Eigenvalues & Principal Component Analysis
Eigenvalues & Eigenvectors
In linear algebra, an eigenvector is a non-zero vector that has its direction unchanged by a given linear transformation. More precisely, an eigenvector, $\boldsymbol{v}$, of a linear transformation, $A$, is scaled by a constant factor, $\lambda$, when the linear transformation is applied to it:
$$ A \boldsymbol {v} = \lambda \boldsymbol {v}. $$then $\boldsymbol {v}$ is called an eigenvector of $A$, and $\lambda$ is the corresponding eigenvalue. Thus $A\boldsymbol{v}$ and $\boldsymbol{v}$ are collinear.
i.e.
$$ B \boldsymbol {v} = \boldsymbol{0} \quad \textsf{where} \quad B = A - \lambda I. $$As $\boldsymbol{v}$ is not a zero vector and $B \boldsymbol{v} = \boldsymbol{0}$ then the determinant of $B$ is zero. Finding the roots to $\left| A- \lambda I \right|$ yields the eigenvalues, whose eigenvectors are in the span of the nullspace of $B=A-\lambda I$.

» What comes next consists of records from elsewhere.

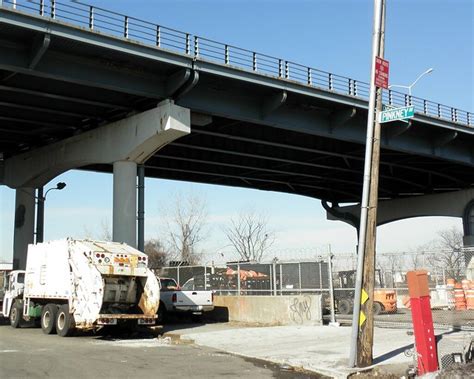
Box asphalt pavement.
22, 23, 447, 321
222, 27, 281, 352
0, 325, 319, 378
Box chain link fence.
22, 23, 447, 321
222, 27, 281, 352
157, 248, 474, 331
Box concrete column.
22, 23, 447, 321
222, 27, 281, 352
462, 199, 474, 247
112, 161, 137, 247
13, 188, 35, 270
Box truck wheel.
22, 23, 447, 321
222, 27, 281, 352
56, 304, 76, 337
41, 304, 58, 334
10, 301, 23, 329
191, 314, 202, 324
373, 302, 383, 315
156, 301, 166, 324
337, 299, 352, 315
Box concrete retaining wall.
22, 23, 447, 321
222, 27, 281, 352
208, 295, 322, 325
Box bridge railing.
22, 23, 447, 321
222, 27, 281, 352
0, 0, 474, 126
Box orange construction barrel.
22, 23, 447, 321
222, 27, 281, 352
464, 280, 474, 309
454, 283, 466, 311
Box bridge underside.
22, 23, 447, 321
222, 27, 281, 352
0, 8, 474, 203
88, 118, 470, 203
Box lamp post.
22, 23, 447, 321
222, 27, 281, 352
36, 182, 66, 243
388, 67, 434, 96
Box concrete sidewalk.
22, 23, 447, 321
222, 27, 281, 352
165, 324, 414, 378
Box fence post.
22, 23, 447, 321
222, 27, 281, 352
237, 264, 240, 296
319, 260, 323, 290
89, 6, 94, 30
194, 36, 199, 58
280, 263, 283, 296
272, 259, 276, 296
156, 25, 161, 47
51, 0, 56, 18
123, 16, 128, 38
298, 262, 301, 295
224, 45, 229, 64
328, 249, 339, 326
186, 33, 191, 55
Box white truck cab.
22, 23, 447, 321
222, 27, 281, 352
2, 238, 160, 337
2, 270, 25, 317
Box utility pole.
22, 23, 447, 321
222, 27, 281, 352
349, 0, 385, 367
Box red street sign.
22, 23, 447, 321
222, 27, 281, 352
374, 57, 388, 89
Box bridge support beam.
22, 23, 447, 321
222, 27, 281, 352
112, 161, 137, 247
323, 188, 474, 246
4, 100, 191, 254
13, 187, 35, 270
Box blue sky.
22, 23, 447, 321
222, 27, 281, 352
0, 0, 474, 260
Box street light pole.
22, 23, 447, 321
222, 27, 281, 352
36, 187, 44, 243
349, 0, 385, 367
36, 182, 66, 243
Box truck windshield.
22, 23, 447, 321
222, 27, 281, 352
160, 279, 178, 291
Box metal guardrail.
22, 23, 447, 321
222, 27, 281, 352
0, 0, 474, 126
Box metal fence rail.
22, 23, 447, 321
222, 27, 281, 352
0, 0, 474, 126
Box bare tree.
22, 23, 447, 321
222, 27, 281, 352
144, 239, 168, 269
430, 226, 465, 280
166, 195, 207, 264
224, 211, 275, 262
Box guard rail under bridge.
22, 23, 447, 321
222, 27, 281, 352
0, 0, 474, 202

$$ A \boldsymbol {v} = X^{-1} D X \boldsymbol {v} $$Thus powers of matrices, such as $A^k$ can be easily computed for any $k$.
- If $A$ is triangular, its eigenvalues are the entries on the diagonal.

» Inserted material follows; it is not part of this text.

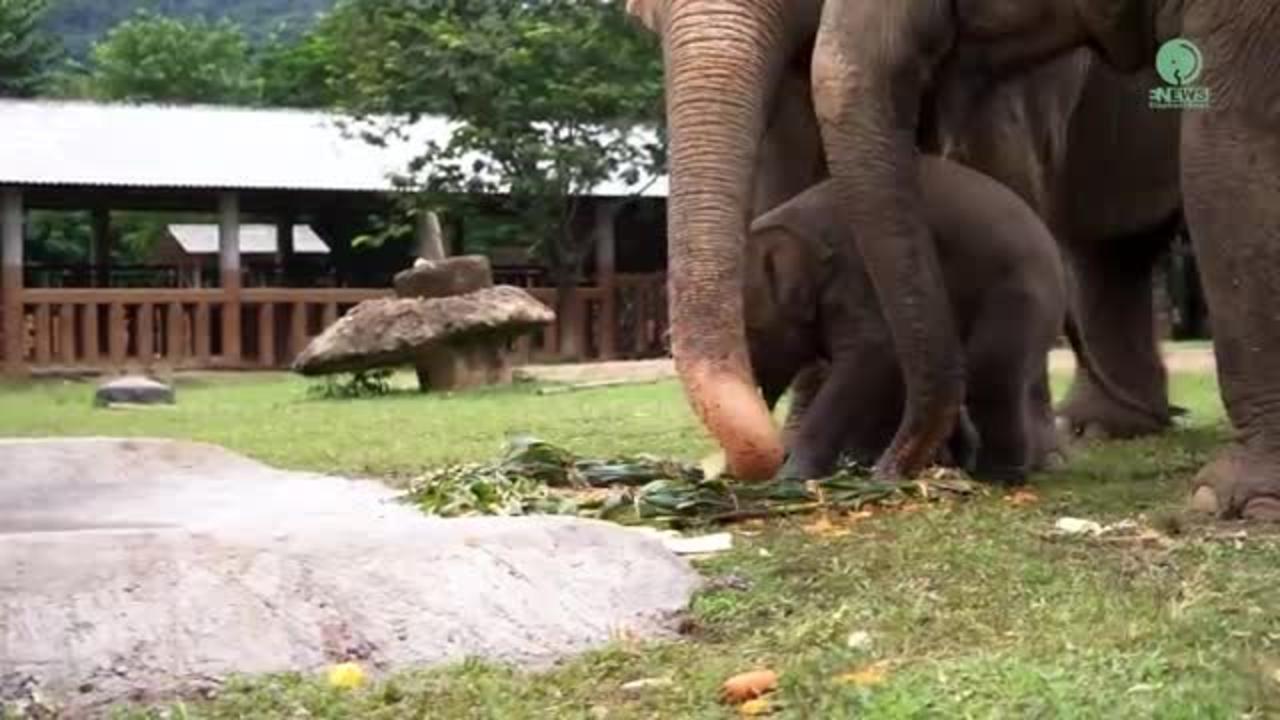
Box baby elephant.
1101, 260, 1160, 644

- For an arbitrary $n$ by $n$ matrix $A$, the product of the $n$ eigenvalues is equal to the determinant of $A$.
- The sum of the $n$ eigenvalues is equal to the trace of $A$.
Principal Component Analysis
Principal Component Analysis is a linear transformation of a dataset, $Z$ onto a new coordinate system such that the directions (principal components) capturing the largest variation in the data.
Shift so that the mean of each column is zero, i.e. subtract the mean of each column of $Z$ from itself, yielding a new matrix $X$.
$X\boldsymbol{w}$ is the projection of each data row on the direction $w$.
Given the mean of each column is zero, so the variance of the set of column vectors is given by
$$ \begin{align*} \text{var} \, X & = \dfrac{1}{n-1} \left( x_{1}^{2} + \ldots + x_n^2 \right) \\ & = \dfrac{1}{n-1} \left( X \boldsymbol{w} \right)^T \left( X \boldsymbol{w} \right) \\ & = \dfrac{1}{n-1} \boldsymbol{w}^T X^T X \boldsymbol{w}. \end{align*} $$Find the vector $\boldsymbol{w}$ so that variance is maximal.
Note that as ${A = X^T X}$ is symmetric, i.e. ${A^T = A}$, then all eigenvalues are real and there exists a orthonormal basis given by the eigenvectors, $\boldsymbol{q_i}$ of $A$. Let ${Q = \left( \boldsymbol{q_1} \, \boldsymbol{q_2} \cdots \boldsymbol{q_n} \right)}$, with ${Q^T = Q^{-1}}$ and ${D = \text{diag}\, {D} }$. Then $A$ can be expressed using the eigenvalues and eigenvectors, thus
$$ X^T X = A = Q D Q^T . $$Then, the expression for the variance is given by
$$ \begin{align*} \boldsymbol{w}^T X^T X \boldsymbol{w} & = \boldsymbol{w}^T A \boldsymbol{w} \\ & = \boldsymbol{w}^T Q D Q^T \boldsymbol{w} \\ & = \left( \boldsymbol{w}^T Q \right) D \left( Q^T \boldsymbol{w} \right) \\ & = \left( Q^T \boldsymbol{w} \right)^T D \left( Q^T \boldsymbol{w} \right), \quad \text{let} \quad \boldsymbol{y} = Q^T \boldsymbol{w} \\ & = \boldsymbol{y}^T D \boldsymbol{y}. \end{align*} $$Since $\boldsymbol{w}$ is a unit vector and $Q$ is orthogonal, so $\boldsymbol{y}$ is also a unit vector. It can easily be shown that the vector ${\boldsymbol{y} = \left(1, 0 \ldots 0 \right)^T}$ maximizes the variance. Thus, the corresponding principal component $\boldsymbol{w}$ is recovered from ${\boldsymbol{y} = Q^T \boldsymbol{w}}$, i.e. ${\boldsymbol{w} = \left( Q^T\right)^{-1} \boldsymbol{y} = Q\boldsymbol{y}}$.